Sunday, March 21, 2010

Ian McEwan's Solar

I devour any new novel by Ian McEwan, so I couldn't wait to read the much anticipated Solar. Much anticipated because apparently it was 'a sort of comic treatment of climate change', and how could McEwan do this and pull it off? Comedy? After the ultra earnest On Chesil Beach? You have to be kidding!

Well, pull it off he does. Solar is superb. It's not a comedy - there are simply some very funny elements. And it's not about climate change - that is simply the intellectual setting, if you like.

This book is really an absorbing exploration of a very contemporary, post-modern obsession: fact v fiction; truth v narrative; the construction of an appealing, acceptable face to the world.

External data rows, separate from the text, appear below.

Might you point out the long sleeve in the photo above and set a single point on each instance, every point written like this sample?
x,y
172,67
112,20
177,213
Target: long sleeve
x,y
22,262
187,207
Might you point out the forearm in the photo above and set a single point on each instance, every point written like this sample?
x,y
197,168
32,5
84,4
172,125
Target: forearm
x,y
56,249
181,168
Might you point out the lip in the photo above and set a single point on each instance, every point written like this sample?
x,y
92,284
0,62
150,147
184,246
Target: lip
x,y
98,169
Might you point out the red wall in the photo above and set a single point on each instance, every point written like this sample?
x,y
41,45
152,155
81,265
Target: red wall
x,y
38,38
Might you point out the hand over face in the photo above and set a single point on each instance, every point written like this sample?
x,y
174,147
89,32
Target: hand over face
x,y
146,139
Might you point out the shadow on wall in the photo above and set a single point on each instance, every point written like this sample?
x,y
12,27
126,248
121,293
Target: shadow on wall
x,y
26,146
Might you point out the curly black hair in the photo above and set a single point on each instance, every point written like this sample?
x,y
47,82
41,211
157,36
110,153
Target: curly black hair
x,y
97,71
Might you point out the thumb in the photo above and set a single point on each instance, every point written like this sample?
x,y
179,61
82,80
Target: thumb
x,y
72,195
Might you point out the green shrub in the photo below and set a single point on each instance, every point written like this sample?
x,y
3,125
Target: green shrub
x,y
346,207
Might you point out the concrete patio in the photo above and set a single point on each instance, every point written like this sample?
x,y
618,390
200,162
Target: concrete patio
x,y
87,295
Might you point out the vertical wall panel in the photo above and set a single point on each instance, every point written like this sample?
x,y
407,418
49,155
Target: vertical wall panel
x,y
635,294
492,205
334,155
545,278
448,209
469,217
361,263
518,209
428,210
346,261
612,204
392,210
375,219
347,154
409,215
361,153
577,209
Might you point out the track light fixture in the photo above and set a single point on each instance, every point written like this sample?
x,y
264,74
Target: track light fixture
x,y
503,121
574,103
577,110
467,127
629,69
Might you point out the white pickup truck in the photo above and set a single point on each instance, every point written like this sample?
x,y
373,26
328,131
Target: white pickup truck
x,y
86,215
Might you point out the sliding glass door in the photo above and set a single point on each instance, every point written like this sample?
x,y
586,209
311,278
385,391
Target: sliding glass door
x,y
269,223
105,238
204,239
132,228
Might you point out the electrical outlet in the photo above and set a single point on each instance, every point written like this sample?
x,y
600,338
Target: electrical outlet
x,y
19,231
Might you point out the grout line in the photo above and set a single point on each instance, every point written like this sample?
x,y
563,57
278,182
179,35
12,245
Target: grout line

On the surface it's a simple story. Professor Michael Beard, Noble prize-winning physicist, spirals into total dissolution - physical, moral, social, intellectual. It's a long, slow suicide. But McEwan makes him entirely sympathetic. The man's passions, appetites and lusts can't hide a deep insecurity within, a longing for genuineness and integrity that constantly elude him.

There are some laugh out loud moments in the book that are more Ben Elton than Ian McEwan, but I predict Solar will be another very well-received novel for this eminently readable author. In some ways it out-McEwans McEwan. This master of the quotidian round, at home or at work - shattered as it always is by an event that fractures - outdoes himself here, propelling the story to its inevitable conclusion. Whether it has the sort of 'literary' merit always associated with this Booker prize-winning author, that will be endlessly debated.

In my view, Michael Beard is a wonderful creation, and he deserves to live forever!